Less Than One Week
Did you know the deadline for voter registration is October 18th?
That means you have just a few days left to go to oregonvotes.gov to verify your registration status! This is especially important if you’ve recently moved or changed addresses. Don’t miss your chance to make your voice heard in the November 8th election.
More voters than ever before in our state’s history will be casting ballots this year. For the first time in state history, at least 2.5 million voters will be eligible to participate in November's general election. As of September 30, the number of registered voters in Oregon stood at 2,501,264, according to figures released Tuesday by the Secretary of State's office.
Each week, we recognize an outstanding local union for their efforts in recruiting volunteers to help get out the vote and talk to voters about endorsed candidates and ballot measures.
This week’s local union is SMART Local 16!
Thanks for your work!
If your union is interested in hosting a phone bank, or would like to participate in any other voter outreach event, reply to this email and we’ll get you the tools you need to recruit volunteers.
Did you know that Labor 2016 volunteers can enter to win prizes? Click here to check it out! Our next volunteering opportunity is a canvass for our endorsed candidate for House District 51, Janelle Bynum. The canvass is this coming Saturday, click here for all the details.
Immigration: Myths Vs. Facts
A lot of alarming myths are being spread in this campaign season by candidates like Donald Trump who want to generate fear of immigrants and division between working people. Let’s focus on the facts instead.
Myth: Our country is being overrun by undocumented immigrants.
Fact: The number of undocumented immigrants in our country peaked in 2007 and has been decreasing steadily since then.
Myth: Creating a pathway to citizenship will take jobs from U.S. workers.
Fact: Increasing rights and protections for our most vulnerable workers will help lift standards and wages for our entire workforce. The Congressional Budget Office estimates that comprehensive immigration reform would substantially strengthen our economy, increase employment levels and ultimately result in a raise for all working people in our country.
Myth: Undocumented immigrants don’t pay taxes and they drain our social services.
Fact: All undocumented immigrants pay sales taxes that stimulate our state and local budgets, and many pay federal taxes as well.
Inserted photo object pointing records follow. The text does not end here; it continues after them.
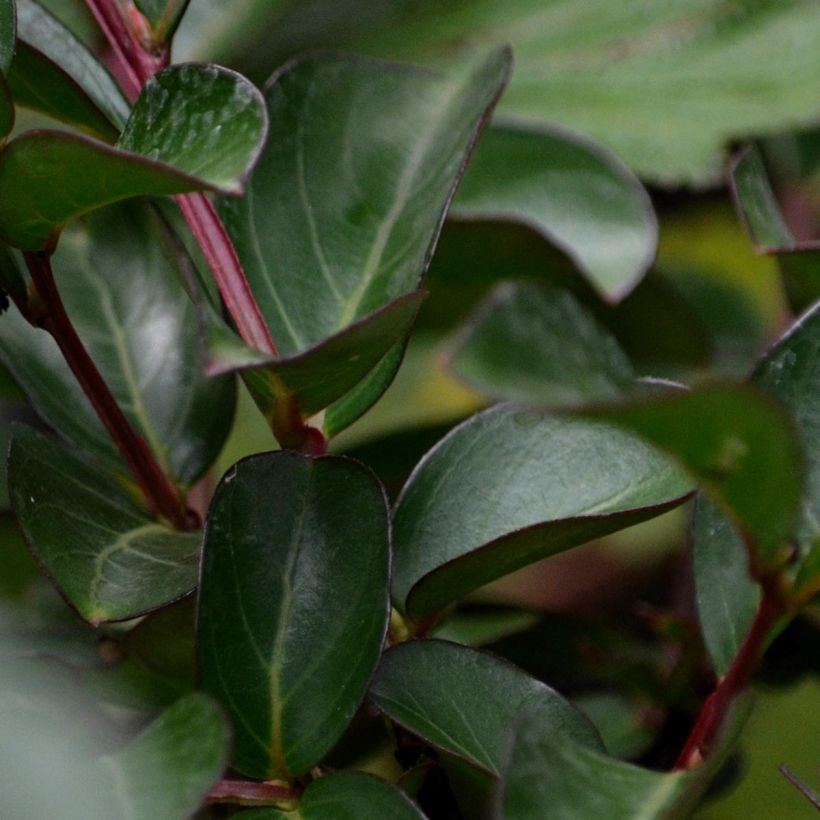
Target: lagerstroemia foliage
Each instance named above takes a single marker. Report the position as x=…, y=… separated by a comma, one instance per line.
x=314, y=629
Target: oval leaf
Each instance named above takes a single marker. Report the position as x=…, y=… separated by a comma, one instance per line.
x=511, y=486
x=436, y=689
x=109, y=559
x=165, y=773
x=119, y=284
x=293, y=604
x=575, y=193
x=534, y=343
x=338, y=222
x=346, y=796
x=741, y=447
x=184, y=114
x=64, y=66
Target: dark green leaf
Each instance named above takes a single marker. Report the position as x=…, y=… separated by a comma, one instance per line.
x=165, y=773
x=790, y=371
x=465, y=702
x=509, y=487
x=346, y=796
x=727, y=597
x=8, y=26
x=193, y=128
x=293, y=604
x=665, y=85
x=38, y=83
x=550, y=777
x=741, y=447
x=575, y=193
x=119, y=285
x=755, y=200
x=109, y=558
x=344, y=207
x=71, y=61
x=538, y=344
x=163, y=16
However, undocumented immigrants are not eligible for most public welfare benefits, so they contribute more to our public budgets than they receive, creating a positive net fiscal impact.
Myth: Deporting all 11 million undocumented immigrants will strengthen our economy.
Fact: Removing millions of long-term members of our communities and unions from the United States would cost an estimated $600 billion and substantially harm our productivity, particularly in industries such as agriculture, construction and hospitality. It would also require the creation of a huge deportation force that would sow fear and guarantee an increase in racial profiling and incarceration of people of color.
Myth: We have no idea who is coming into our country as a refugee.
Fact: The screening done for our refugee resettlement program is extremely rigorous. On average, candidates wait nearly two years for approval of their applications to enter through our humanitarian programs. It would be a clear violation of U.S. and international law to deny people safe harbor based on the religion they practice or the country of their birth.
Myth: Immigrants make our communities less safe.
Fact: Studies consistently show that immigrants commit crimes at lower rates than our general population. Attempts to label entire groups of immigrants as "criminals" or "terrorists" are patently false, and run counter to our core values as a nation.
Myth: Mexico will pay for a wall on our southern border.
Fact: The Mexican government has made clear that they will never fund a wall between our nations. Instead, this project would cost taxpayers an estimated $25 billion that could otherwise be used to fund schools, roads, bridges and other projects critical to creating good jobs and moving our country forward.